Because the instant lawsuit was filed on February 24, 2021, it was filed less than one (1) year after the cause of action accrued.”

The federal district court found that the statute of limitations had passed. The judge first noted the applicable policy language:


No one may bring a legal action against us under this Coverage Part unless:

1. There has been full compliance with all of the terms of this Coverage Part; and
2. The action is brought within 2 years after the date on which the direct physical loss or damage occurred.

The judge then quoted applicable Kentucky statutory law:

KRS § 304.14-370 provides:

No conditions, stipulations or agreements in a contract of insurance shall deprive the courts of this state of jurisdiction of actions against foreign insurers, or limit the time for commencing actions against such insurers to a period of less than one (1) year from the time when the cause of action accrues.
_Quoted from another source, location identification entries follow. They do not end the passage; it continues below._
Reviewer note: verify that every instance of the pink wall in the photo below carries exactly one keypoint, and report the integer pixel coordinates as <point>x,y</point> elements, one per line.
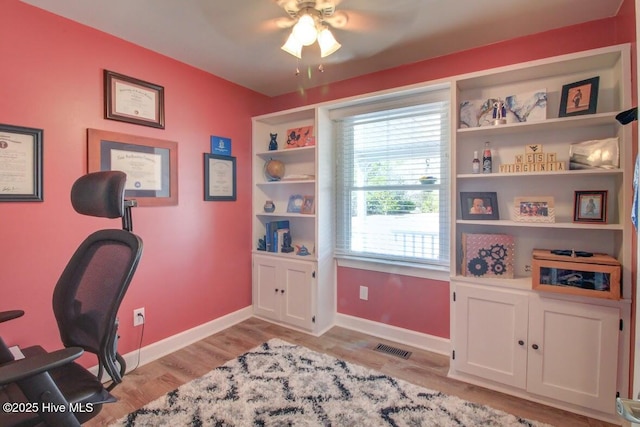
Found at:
<point>419,304</point>
<point>196,263</point>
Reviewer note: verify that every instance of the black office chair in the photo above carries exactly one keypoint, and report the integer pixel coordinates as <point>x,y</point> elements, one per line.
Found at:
<point>85,303</point>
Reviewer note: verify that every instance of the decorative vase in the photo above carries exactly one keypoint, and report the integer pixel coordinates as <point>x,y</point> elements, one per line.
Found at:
<point>269,206</point>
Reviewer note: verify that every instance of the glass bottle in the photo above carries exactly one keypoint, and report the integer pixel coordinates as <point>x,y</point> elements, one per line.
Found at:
<point>486,158</point>
<point>475,165</point>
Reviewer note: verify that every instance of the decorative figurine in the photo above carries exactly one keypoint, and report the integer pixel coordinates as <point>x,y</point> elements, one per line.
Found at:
<point>286,243</point>
<point>499,112</point>
<point>262,244</point>
<point>269,206</point>
<point>273,144</point>
<point>302,250</point>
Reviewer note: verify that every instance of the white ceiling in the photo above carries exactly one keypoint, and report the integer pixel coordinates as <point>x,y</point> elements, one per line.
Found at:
<point>239,40</point>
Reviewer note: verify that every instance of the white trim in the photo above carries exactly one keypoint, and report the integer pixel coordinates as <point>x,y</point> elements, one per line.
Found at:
<point>176,342</point>
<point>396,334</point>
<point>395,268</point>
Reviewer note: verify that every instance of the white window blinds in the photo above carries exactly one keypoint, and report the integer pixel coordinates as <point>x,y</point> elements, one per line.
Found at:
<point>392,176</point>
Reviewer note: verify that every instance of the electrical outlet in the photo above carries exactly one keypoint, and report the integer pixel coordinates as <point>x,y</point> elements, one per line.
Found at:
<point>138,316</point>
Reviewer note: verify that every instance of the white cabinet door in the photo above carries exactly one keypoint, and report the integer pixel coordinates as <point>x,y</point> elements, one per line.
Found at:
<point>573,352</point>
<point>296,290</point>
<point>283,290</point>
<point>266,297</point>
<point>491,334</point>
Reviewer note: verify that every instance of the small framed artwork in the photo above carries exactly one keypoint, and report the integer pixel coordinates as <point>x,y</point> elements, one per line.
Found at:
<point>151,164</point>
<point>579,98</point>
<point>300,137</point>
<point>133,101</point>
<point>20,164</point>
<point>295,203</point>
<point>479,205</point>
<point>590,206</point>
<point>534,209</point>
<point>308,205</point>
<point>219,177</point>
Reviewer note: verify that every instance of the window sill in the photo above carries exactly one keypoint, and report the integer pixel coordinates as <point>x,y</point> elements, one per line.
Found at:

Analyzing the situation, the judge then noted that:

From a public policy perspective, ‘Kentucky has a policy favoring the shortening of the limitations period.’ Barjuca v. State Farm Fire and Cas. Co., 2013 WL 6631999…(citing Webb v. Kentucky Farm Bureau Ins. Co., 577 S.W.2d 17, 18 (Ky. App. 1978)). ‘Kentucky law has long recognized the validity of insurance contract provisions requiring as a condition to sue that the action must be commenced within the time specified by the policy.’

The court also disagreed with the policyholder’s argument about the late discovery, stating in part:

While Creative Packaging argues that they ‘reported the Loss on May 11, 2020, as promptly as possible upon discovery,’ this discovery was not made until more than five years after the hailstorm event. Creative Packaging characterizes the storm as ‘a severe storm event’ that included ‘damaging hail.’… And yet, curiously, despite this characterization of the storm that hit the property, the record is devoid of evidence that Creative Packaging made any attempts to inspect their property for damage until more than three years after the time period for suit provided in the contract had expired. It is common knowledge that a hailstorm can damage property, and the damage would have been discoverable by having someone check the roof after the storm.

The problem with the last reasoning is that any thunderstorm or hailstorm can potentially cause enough “damage” to warrant the repair of the roof and filing an insurance claim. Unless there are leaks, holes in the roof, or missing pieces of the roof discovered, most policyholders do not know what wind and hail damage looks like. An insurance company forensic vendor, HAAG, even teaches property insurance adjusters what wind and hail “damage” indicators look like. Insurance commissioners have even picked up on the idea that many policyholders do not realize they have damage to their roof following hailstorms, as noted in Should Late Notice of Windstorm and Hail Claims Be a Valid Defense When the Insurer Is Not Prejudiced?

So, what is the lesson from today’s blog?

  1. Policyholders should always check their duties after loss, when the proof of loss is due, and when the deadline is to file a lawsuit.
  2. Kentucky allows for a shortened statute of limitations, which can be as soon as one year.

Thought For The Day

You can’t win the Kentucky Derby unless you’re on a thoroughbred.
—Joe Torre
1 Creative Packaging Co. v. Secura Ins., No. 3:21-cv-00015 (E.D. Ky. April 12, 2022).